Bhasker, you seem to be confusing net neutrality with the data plan prices. What Net Neutrality proposes is once you subscribe to a particular data plan, you should be able to use it for whatever Internet has an offer. Forcing a differential treatment of services or platforms is against the principle of net neutrality. Your complaint about data plan pricing should be a matter of a separate discussion. Suppose I am subscribed to 1 GB data pack for 28 days. What if my service provider says I cannot use it for WhatsApp? Shall I agree to it? Absolutely not! Same goes for free basics. By making it appear as if they are offering something for free, they have been exploiting the gullible subscribers.

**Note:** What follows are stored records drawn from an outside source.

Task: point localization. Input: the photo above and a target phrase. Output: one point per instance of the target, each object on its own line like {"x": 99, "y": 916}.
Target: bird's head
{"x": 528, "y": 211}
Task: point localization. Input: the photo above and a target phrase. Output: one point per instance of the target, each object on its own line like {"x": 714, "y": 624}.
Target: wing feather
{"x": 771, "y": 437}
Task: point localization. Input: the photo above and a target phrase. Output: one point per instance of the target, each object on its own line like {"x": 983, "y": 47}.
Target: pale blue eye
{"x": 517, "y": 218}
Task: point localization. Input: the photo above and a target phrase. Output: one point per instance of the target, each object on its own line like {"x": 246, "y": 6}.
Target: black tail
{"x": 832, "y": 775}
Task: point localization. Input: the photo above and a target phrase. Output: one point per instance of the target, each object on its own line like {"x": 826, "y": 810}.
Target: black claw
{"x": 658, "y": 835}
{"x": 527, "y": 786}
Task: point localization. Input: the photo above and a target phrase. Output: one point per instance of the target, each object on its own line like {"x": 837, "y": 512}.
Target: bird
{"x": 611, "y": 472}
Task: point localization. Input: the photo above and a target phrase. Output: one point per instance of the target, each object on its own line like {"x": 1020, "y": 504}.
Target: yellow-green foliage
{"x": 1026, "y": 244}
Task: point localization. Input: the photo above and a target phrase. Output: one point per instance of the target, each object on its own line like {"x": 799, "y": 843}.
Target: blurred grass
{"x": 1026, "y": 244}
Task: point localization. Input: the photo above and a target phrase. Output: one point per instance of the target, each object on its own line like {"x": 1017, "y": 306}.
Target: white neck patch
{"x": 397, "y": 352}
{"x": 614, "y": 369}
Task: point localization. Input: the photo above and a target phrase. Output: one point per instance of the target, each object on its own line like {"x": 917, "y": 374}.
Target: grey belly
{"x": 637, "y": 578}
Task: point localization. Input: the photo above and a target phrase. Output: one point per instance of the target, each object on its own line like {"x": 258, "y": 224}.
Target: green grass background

Offering a thing for free amounts to discriminating it against the other. Hope you understood it now clearly.

Author: Timmappa Kamat13 Jan 2016 Member Level: Gold   Points : 6

The deadline set by TRAI to receive suggestions ended on 7th January, 2016. Interestingly enough, initial reports suggest that 80% of the responses have come in favour of free basics! Now, does it not seem like a result of aggressive lobbying from Facebook? It has been coming up with frequent pop-ups on its apps to send the petition via the app. And I am sure for most of the people using Facebook, internet is nothing more than Facebook and WhatsApp! TRAI should, in fact, reject all suggestions coming from such IDs.

Author: Ankit13 Jan 2016 Member Level: Diamond   Points : 4

There is a silver lining though too in that initial report by TRIA. Individual responses which were removed directly from email ids were overwhelmingly against Free Basics. If TRIA uses some common logic of rejecting common automated responses, like those sent by Facebook medium, then I think we do have something to be hopeful about.

Author: Timmappa Kamat09 Feb 2016 Member Level: Gold   Points : 4

And the wish has been granted! TRAI has categorically denied permission to the concepts like Free Basics. No operator can resort to differential pricing when it comes to internet based services.
This has in effect made the ideas like Free Basics and AirTel Zero completely illegal in India. It is a clear Win Win situation for Indian net users.